Two equal point charges ' \(q\) ' each exert a force ' \(F\) ' on each other, when they are placed distance ' \(x\) ' apart in air. When the same charges are placed distance ' \(y\) ' apart in a medium of dielectric constant ' k ', they exert the same force. The ratio of distance ' \(y\) ' to ' \(x\) ' is equal to

Force between the two charges in air,
\(\mathrm{F}_1=\frac{1}{4 \pi \varepsilon_0} \frac{\mathrm{q} \cdot \mathrm{q}}{\mathrm{x}^2}\)

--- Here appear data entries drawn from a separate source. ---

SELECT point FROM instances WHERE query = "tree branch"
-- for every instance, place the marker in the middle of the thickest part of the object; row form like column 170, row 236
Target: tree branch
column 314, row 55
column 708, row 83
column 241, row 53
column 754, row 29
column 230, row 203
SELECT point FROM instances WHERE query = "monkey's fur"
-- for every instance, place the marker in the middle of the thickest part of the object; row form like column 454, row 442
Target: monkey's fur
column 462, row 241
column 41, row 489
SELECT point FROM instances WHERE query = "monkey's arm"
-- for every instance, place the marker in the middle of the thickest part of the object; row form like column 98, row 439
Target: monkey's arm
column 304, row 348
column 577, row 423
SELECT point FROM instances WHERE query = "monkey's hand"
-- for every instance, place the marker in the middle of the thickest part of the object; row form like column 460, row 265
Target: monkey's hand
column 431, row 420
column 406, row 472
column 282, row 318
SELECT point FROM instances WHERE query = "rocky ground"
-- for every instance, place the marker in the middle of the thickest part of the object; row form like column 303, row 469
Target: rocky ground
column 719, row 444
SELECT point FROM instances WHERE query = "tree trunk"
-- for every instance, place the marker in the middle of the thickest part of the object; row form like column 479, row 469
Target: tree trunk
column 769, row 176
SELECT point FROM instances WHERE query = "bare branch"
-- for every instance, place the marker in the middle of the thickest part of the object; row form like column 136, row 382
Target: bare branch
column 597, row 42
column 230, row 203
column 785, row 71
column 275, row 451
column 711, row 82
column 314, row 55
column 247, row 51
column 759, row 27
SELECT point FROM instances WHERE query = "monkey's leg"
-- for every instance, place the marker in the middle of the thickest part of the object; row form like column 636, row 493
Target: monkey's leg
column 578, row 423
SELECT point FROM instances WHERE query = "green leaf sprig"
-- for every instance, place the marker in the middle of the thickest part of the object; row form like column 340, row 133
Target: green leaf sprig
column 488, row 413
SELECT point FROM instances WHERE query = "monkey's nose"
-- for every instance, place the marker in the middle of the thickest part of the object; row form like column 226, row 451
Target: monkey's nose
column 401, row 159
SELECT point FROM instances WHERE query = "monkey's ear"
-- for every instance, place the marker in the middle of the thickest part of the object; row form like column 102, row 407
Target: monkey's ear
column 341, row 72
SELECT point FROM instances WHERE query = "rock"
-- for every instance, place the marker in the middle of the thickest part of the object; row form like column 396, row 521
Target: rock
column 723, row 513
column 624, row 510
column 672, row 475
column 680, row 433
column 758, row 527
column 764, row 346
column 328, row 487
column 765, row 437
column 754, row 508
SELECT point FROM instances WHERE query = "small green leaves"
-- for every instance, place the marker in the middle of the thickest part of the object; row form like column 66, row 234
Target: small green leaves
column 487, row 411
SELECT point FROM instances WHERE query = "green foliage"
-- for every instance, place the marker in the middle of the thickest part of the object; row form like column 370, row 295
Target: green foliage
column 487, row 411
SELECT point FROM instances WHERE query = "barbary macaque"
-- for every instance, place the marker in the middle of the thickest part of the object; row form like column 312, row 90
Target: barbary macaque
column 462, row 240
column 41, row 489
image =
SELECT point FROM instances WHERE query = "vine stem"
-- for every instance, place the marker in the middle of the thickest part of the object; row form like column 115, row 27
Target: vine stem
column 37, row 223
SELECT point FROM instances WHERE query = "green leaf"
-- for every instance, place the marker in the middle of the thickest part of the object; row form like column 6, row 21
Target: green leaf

Force between the two charges when in a medium of dielectric constant k,
\(\begin{aligned}
& \mathrm{F}_2=\frac{1}{4 \pi \varepsilon_0 \mathrm{k}} \cdot \frac{\mathrm{q} \cdot \mathrm{q}}{\mathrm{y}^2} \\
& \frac{\mathrm{~F}_1}{\mathrm{~F}_2}=\frac{1}{4 \pi \varepsilon_0} \frac{\mathrm{q}^2}{\mathrm{x}^2} \times \frac{4 \pi \varepsilon_0 \mathrm{k} \cdot \mathrm{y}^2}{\mathrm{q}^2}
\end{aligned}\)
\(\begin{array}{ll}\quad 1 & =k \frac{y^2}{x^2} \quad \ldots\left(\because F_1=F_2\right) \\ \therefore \quad & \frac{y}{x}=\frac{1}{\sqrt{k}}\end{array}\)